AWS re:Invent Day 5 Notes
Here it is, the final day of AWS re:Invent. Today had half the sessions and seemingly 10% of the attendees. Nonetheless, the one session I attended was nearly full.
Building Alexa Analytics Using AWS
This was presented by a four-pack of Nick Schwab, Franklin Lobb, Andrea Muttoni, and Max Amorde and answered the question: how can developers track the ways their users are interacting with their skills?
Small-time developers will be satisfied with services like Voice Labs or Bespoken. Developers with more popular skills will want something more custom. This isn’t so different from the way it works with websites. Small websites use Google Analytics. Fortune 500 websites have a data warehouse. The key is understanding what users are doing, and where the skill isn’t serving them.
Developers who need more information than one of the off-the-shelf services can provide, the presenters outlined a flow that combines Lambda, DynamoDB, Firehose, S3, Athena, and QuickSight. Lambda is used for the Skill and for taking the data from DynamoDB to send it to Firehose, which consolidates all of the data. The assembled data is sent to S3 for storage, then to Athena (which provides a “serverless query service” using SQL syntax) for analysis. Finally, QuickSight displays data in a visual way without having to create the queries.
Some useful information to store:
- Request ID, which will be the primary key
- User ID
- API execution time (where applicable)
- Canonical slot value, actual slot value, and whether it’s in the interaction model
Logging this is important, because you may find that a popular slot value isn’t something you support. One developer has these mismatches sent to Slack, where he can monitor and adjust his skill accordingly.

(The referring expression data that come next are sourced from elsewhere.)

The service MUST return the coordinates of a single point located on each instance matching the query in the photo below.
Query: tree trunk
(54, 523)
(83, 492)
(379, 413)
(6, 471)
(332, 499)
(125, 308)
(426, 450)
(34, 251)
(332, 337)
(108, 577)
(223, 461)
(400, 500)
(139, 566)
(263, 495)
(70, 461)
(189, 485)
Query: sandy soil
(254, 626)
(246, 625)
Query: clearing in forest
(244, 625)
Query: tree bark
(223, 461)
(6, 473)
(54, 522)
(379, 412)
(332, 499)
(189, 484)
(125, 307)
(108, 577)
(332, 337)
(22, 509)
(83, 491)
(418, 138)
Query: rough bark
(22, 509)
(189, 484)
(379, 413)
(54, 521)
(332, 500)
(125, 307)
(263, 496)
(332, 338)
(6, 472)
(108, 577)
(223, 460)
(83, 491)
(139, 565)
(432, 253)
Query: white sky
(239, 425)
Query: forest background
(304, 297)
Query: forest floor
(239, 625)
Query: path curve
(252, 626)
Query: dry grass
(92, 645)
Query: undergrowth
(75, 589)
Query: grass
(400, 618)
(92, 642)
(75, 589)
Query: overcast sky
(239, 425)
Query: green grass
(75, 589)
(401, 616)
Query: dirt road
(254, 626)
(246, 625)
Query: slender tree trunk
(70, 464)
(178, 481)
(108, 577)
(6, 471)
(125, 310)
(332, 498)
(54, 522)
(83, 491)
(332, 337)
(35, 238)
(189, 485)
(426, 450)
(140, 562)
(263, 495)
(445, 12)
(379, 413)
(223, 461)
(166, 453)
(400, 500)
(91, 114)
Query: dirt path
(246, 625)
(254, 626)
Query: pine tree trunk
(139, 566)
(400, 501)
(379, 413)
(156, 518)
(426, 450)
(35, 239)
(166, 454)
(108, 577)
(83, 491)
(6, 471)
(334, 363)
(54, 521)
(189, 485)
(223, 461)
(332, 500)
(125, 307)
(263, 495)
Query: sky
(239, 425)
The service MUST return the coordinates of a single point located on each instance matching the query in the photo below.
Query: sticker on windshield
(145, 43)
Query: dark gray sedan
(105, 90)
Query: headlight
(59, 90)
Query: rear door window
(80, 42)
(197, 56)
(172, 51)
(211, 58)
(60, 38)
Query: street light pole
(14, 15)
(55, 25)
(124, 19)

Additionally, skill developer Schwab tracks how often users come in, when they arrive, when and how many hints about skill functionality he provides, and how often he encourages users to review a skill. He found that once he started asking for reviews, he got seven times as many as he did before.
Because most hobbyist skills are hosted on AWS Lambda and integrating with DynamoDB from there is easy, there’s no reason not to track information about the skill usage.